My initial reaction was a bit of surprise. I wondered why this was even a debate, as I believed the answer should almost always be yes. This reminded me of the standard time-value-of-money question that I wrote about just over a year ago; being paid the same amount of money slightly earlier, mathematically, seems like an outright win. The UK hasn’t had negative interest rates yet – and even in a place like Switzerland where bank rate is negative, this isn’t typically passed on to most depositors.

Cash flow might be a problem if one considers the dollar-today-or-more-tomorrow question; however, this shouldn’t be an issue in this set-up. Valid cash-flow scenarios remain valid even if payday is brought forward. In a sense, an early payday creates additional options; it shouldn’t invalidate any existing ones.

With a bit more discussion and thought, though, we found that there were indeed valid reasons as to why one might not want payday to be shifted forward.

First, although the mathematical argument makes sense, there are some edge cases around tax liability. If one’s salary is close to a marginal rate change and a payment is pushed across a tax year boundary, the amount of tax one pays might change (and can increase).
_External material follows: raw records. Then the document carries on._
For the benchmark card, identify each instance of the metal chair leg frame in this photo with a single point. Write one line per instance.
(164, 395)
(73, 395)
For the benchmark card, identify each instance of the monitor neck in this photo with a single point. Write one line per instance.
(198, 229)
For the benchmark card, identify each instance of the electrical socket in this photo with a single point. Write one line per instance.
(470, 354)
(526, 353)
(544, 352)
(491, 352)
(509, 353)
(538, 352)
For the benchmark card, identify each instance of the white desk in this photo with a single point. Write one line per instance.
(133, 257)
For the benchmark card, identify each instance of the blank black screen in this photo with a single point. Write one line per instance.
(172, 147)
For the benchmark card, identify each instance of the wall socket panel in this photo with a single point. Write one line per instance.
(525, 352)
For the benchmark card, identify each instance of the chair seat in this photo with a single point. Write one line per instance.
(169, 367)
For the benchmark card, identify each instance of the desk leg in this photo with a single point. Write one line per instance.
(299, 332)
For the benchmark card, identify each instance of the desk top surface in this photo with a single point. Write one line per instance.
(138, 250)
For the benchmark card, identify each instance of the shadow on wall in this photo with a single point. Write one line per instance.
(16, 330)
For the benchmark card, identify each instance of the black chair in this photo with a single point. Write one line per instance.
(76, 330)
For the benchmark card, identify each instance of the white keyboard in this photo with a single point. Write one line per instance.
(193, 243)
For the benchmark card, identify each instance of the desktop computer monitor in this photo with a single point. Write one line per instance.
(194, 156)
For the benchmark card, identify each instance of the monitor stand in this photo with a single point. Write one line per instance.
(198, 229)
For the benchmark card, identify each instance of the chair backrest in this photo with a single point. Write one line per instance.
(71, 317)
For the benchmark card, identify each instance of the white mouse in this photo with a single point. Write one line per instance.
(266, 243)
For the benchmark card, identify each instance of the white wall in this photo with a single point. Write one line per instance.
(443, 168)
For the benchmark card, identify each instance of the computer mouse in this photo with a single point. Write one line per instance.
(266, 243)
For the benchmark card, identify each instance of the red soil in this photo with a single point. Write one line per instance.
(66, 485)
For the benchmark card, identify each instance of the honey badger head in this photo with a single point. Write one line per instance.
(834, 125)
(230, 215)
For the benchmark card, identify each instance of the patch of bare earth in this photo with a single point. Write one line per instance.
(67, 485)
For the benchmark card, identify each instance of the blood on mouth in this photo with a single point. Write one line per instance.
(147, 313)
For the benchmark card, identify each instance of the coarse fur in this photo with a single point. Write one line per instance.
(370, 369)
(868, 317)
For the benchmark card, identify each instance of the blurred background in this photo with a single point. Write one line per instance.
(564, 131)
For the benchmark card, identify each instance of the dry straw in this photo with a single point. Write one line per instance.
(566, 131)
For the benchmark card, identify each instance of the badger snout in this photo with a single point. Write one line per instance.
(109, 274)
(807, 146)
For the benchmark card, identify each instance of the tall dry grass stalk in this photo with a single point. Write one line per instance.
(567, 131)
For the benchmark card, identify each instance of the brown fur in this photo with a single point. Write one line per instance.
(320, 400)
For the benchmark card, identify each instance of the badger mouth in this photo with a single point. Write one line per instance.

Also, although we speak of interest as an upside, how much benefit an individual can actually realise may be significantly limited. Some bank accounts pay interest based on the lowest balance on any day in the month, meaning that being paid a few days early yields no benefit. Even if interest is based on the average daily balance, the upside is also in most cases small. For a concrete example, 2017 median UK post-tax earnings would be about £1,884.60 per month. If one was getting paid three days early and storing that into a high-interest current account yielding 5% APR, the additional interest wouldn’t be more than about 30 pence.

Moving away from purely numerical considerations, there are many other plausible reasons too. Clearly, departing from an existing routine may affect one’s own financial tracking. I find this alone to be a little flimsy (surely one’s tracker should be adaptable to variations arising from December and/or weekends?). That said, if one is unlikely to derive much benefit from the money coming early (and it seems like in most cases there indeed wouldn’t be much benefit), the change would likely seem unnecessary.

Another scenario could be if one has many bills or other payments paid by direct debit, and cannot or does not want to pay all of them. In that case, deciding precisely where the money goes could be significant – for example, if one is faced with a decision to lose fuel or premium TV in winter. This is probably not the right system to handle a situation like that, but if one wishes to only make some payments then an unexpected early payday could mess the schedule up. Somewhat related might be joint accounts in households where there are financial disputes.

Taking advantage of an early payday also requires self-control. Consider that if one is living paycheck-to-paycheck, while an early payday might ease financial pressure, it also means that the time to the next paycheck is longer than normal (unless that is also shifted forward). This needs to be dealt with accordingly.

If you’d ask me whether I’d like payday to be shifted forward, I’d almost certainly say yes. Our discussion went to a further hypothetical – would you take a 1% pay cut to have your entire salary for the year paid on January 1st?

From a mathematical point of view, you would be comparing a lump sum of $0.99N$ dollars paid now, or (for simplicity) twelve payments of $N/12$ dollars paid $1/12, 2/12, \ldots, 12/12=1$ years from now. Assuming that you can earn interest of $r$% per month and using monthly compounding, after one year we have

$Value_{\text{LumpSum}} = 0.99N (1+r)^{12}$

$Value_{\text{Normal}} = \sum_{i=1}^{12} \left( \frac{N}{12} (1+r)^{12 - i} \right)$

If we set these two to be equal and solve for $r$, we get a break even point of $r = 0.00155$. This computes out to an APR of about $1.87\%$. This is higher than best-buy easy access accounts at time of writing (MoneySavingExpert identifies Marcus at 1.5%). You can beat this with fixed-rate deposits, and probably beat this through P2P loans, REITs and equities – though more risk is involved.

I think I could see that being a yes for me, though I’m not entirely sure I’d have the self control required to manage it properly!